SAN FRANCISCO -- Meeting on Friday for the first time, the leaders of California's three public higher education systems vowed to work closely together to bring them into the future -- and rally the public around their value to society.
Speaking to an audience of state college lobbyists and advocates from around the country, new UC President Janet Napolitano -- a former governor of Arizona and federal homeland security secretary -- stressed that the message needs to be about investment, not need.
"I think it is a losing strategy just to go say, 'We need more money,' " she said. "Everybody needs more money. Everybody was cut. There are competing needs all over the place."
The leaders' remarks at the American Association of State Colleges and Universities conference on government relations at San Francisco's Parc 55 Hotel came a year after the passage of Proposition 30, a voter-approved California tax measure that brought public universities out of a years-long budget crisis and into what Napolitano called "an inflection point."

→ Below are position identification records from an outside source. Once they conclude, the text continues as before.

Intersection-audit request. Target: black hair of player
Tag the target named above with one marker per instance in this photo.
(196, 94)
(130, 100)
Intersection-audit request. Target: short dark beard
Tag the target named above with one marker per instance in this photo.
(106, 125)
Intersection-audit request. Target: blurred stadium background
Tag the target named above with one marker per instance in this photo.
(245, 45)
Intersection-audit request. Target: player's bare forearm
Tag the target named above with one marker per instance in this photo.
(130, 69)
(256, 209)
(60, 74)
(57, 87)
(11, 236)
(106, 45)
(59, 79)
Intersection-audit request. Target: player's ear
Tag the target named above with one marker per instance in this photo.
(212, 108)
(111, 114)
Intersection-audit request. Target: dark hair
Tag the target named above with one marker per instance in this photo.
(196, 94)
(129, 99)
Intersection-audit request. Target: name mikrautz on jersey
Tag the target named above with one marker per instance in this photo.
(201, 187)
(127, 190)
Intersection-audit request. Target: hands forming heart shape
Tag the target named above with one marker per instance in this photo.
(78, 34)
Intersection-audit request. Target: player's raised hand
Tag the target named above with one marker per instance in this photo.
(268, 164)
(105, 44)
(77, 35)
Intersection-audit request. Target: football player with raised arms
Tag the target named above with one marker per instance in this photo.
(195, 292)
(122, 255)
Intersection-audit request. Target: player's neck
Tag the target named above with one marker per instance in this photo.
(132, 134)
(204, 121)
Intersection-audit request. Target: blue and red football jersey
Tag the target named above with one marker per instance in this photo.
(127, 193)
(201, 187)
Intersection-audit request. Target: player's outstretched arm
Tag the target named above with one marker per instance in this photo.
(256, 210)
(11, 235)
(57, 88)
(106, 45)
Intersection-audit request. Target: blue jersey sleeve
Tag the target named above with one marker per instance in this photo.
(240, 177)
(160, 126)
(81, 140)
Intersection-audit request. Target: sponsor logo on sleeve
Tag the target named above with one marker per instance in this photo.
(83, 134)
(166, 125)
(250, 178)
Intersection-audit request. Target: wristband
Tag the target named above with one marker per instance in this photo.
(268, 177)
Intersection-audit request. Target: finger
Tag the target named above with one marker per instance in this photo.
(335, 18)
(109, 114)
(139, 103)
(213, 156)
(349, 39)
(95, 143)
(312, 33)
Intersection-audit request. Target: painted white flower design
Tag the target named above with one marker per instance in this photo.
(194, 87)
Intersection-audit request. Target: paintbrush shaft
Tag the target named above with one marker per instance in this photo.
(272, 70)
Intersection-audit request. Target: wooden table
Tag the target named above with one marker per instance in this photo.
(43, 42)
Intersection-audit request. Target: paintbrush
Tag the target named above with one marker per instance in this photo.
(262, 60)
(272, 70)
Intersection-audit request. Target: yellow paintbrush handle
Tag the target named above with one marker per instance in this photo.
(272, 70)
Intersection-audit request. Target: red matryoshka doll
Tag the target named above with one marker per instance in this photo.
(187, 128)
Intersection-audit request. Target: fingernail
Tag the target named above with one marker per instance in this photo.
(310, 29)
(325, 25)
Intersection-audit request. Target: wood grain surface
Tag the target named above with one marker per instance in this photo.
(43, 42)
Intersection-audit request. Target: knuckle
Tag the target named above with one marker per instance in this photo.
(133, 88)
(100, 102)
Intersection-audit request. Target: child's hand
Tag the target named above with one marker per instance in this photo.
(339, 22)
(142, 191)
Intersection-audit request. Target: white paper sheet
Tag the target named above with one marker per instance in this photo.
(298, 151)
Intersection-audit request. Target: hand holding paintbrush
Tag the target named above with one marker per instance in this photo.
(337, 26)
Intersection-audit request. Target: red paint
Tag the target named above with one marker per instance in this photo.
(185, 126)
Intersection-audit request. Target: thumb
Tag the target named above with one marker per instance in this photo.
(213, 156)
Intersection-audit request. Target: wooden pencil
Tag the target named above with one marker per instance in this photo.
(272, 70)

Now, she and her counterparts -- CSU Chancellor Timothy White and California Community Colleges Chancellor Brice Harris -- plan to work more closely to make the systems better for students.
Proposition 30 "stabilized the system, but now we need to think about what we need to grow, and grow in the right way," Napolitano said.
It has been 50 years since the landmark Master Plan for Higher Education -- drafted in much fatter times -- mapped out the intertwined roles of the University of California, California State University and California Community Colleges.
That plan needs to be updated and energized, but it's not dead, White said.
"When I read about the master plan and I hear a lot of smart people saying it's broken or needs to be thrown out, I say, 'Nonsense,' " he said. "The basic master plan is just like me -- a little tattered, a little gray and frazzled on the outside, but still standing strong."
White noted that college students today are more likely to be older and have families and jobs; the system needs to be designed for them, too, he said.
In a departure from some of the online education hype that marked the early part of the year, White and Napolitano said they didn't see online course technology as a solution for lower-division or remedial course work -- though they said it is promising for some specialized courses.
White went further, calling a recent San Jose State experiment with the online startup Udacity -- in which fewer than half of the students passed online courses -- a failure.
"For those who say, 'Well, Tim, you'll save a lot of money if ... you do more things online,' that's not correct," he said.